I asked the guard whether Jan was there and in reply I got, Get out of here, contra!, words that are doubly frightening on OGPU’s threshold. Lost, I wandered off; turning the corner, I heard the sound of an engine. A car was pulling up and behind the wheel sat a young boy. I knew him; he’d brought Jan home a couple of times after nighttime operations.

Are you Viktor? he asked.

I nodded, hesitant to ask about Jan. But he told me without waiting for my question. Later I thought they might have been lovers too. The boy’s voice held a sadness, and he told me the truth, which an OGPU agent isn’t supposed to share with an outsider—unless, of course, something more connects him to that outsider than the nighttime street, the predawn hour, and the dim glow of the streetlamps.

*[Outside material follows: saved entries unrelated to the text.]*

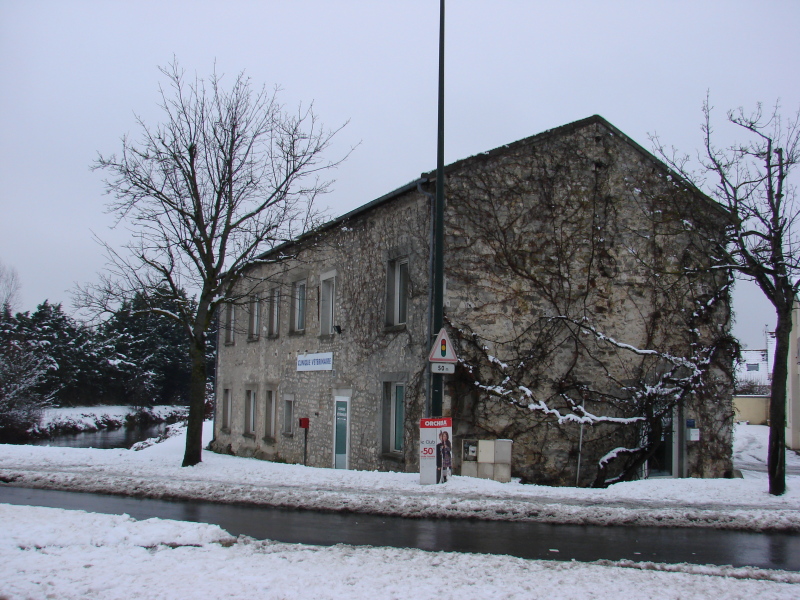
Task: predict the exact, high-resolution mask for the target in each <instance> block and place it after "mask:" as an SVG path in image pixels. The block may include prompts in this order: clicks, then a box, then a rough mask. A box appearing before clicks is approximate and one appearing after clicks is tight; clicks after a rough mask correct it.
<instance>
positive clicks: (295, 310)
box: [292, 279, 306, 331]
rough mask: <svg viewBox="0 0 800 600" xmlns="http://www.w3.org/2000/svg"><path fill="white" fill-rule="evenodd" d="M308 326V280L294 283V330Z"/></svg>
mask: <svg viewBox="0 0 800 600" xmlns="http://www.w3.org/2000/svg"><path fill="white" fill-rule="evenodd" d="M305 328H306V280H305V279H303V280H302V281H295V282H294V283H293V284H292V331H304V330H305Z"/></svg>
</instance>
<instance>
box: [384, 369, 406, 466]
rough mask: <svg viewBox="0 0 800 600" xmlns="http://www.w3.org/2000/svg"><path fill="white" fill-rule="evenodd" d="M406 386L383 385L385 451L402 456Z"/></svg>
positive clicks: (392, 383) (388, 384)
mask: <svg viewBox="0 0 800 600" xmlns="http://www.w3.org/2000/svg"><path fill="white" fill-rule="evenodd" d="M405 403H406V385H405V383H400V382H389V381H387V382H384V384H383V444H382V445H383V451H384V452H387V453H397V454H401V453H402V452H403V439H404V432H405Z"/></svg>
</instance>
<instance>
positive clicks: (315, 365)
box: [297, 352, 333, 371]
mask: <svg viewBox="0 0 800 600" xmlns="http://www.w3.org/2000/svg"><path fill="white" fill-rule="evenodd" d="M297 370H298V371H332V370H333V352H320V353H318V354H298V355H297Z"/></svg>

We got a warning, he said, that Jan is supposedly linked to the SRs and is planning a terrorist act. An UgRo agent reported that some petty thief happened to give testimony about this during a roundup.

What nonsense, I murmured. Jan has nothing to do with thieves.

I don’t know, the boy said. They killed the thief when he tried to escape. But the UgRo agent is such a distinguished comrade—he fought in the Civil War and can’t be doubted. He spoke with Comrade Meerzon in his office for two hours, and Meerzon personally signed the arrest order.

In the camps people sometimes talk about how they learned of the arrest of their near and dear. Usually they say, We believed they’d sort things out there and release him. I grinned ever so slightly. That night I had no illusions. I knew how this machine worked. I knew I’d never see Jan again. I knew it was pointless to go see Meerzon and tell him that the UgRo agent’s lover was a former countess and he had slandered Jan when he realized Jan was getting close to her. Yes, I knew it was all pointless. Pointless and dangerous.

If there had been roosters in Moscow, that night they could have cockadoodle-dooed without end. I renounced my love in a flash—I said, Well, Comrade Meerzon knows better—and hunched up, went to meet the graying dawn.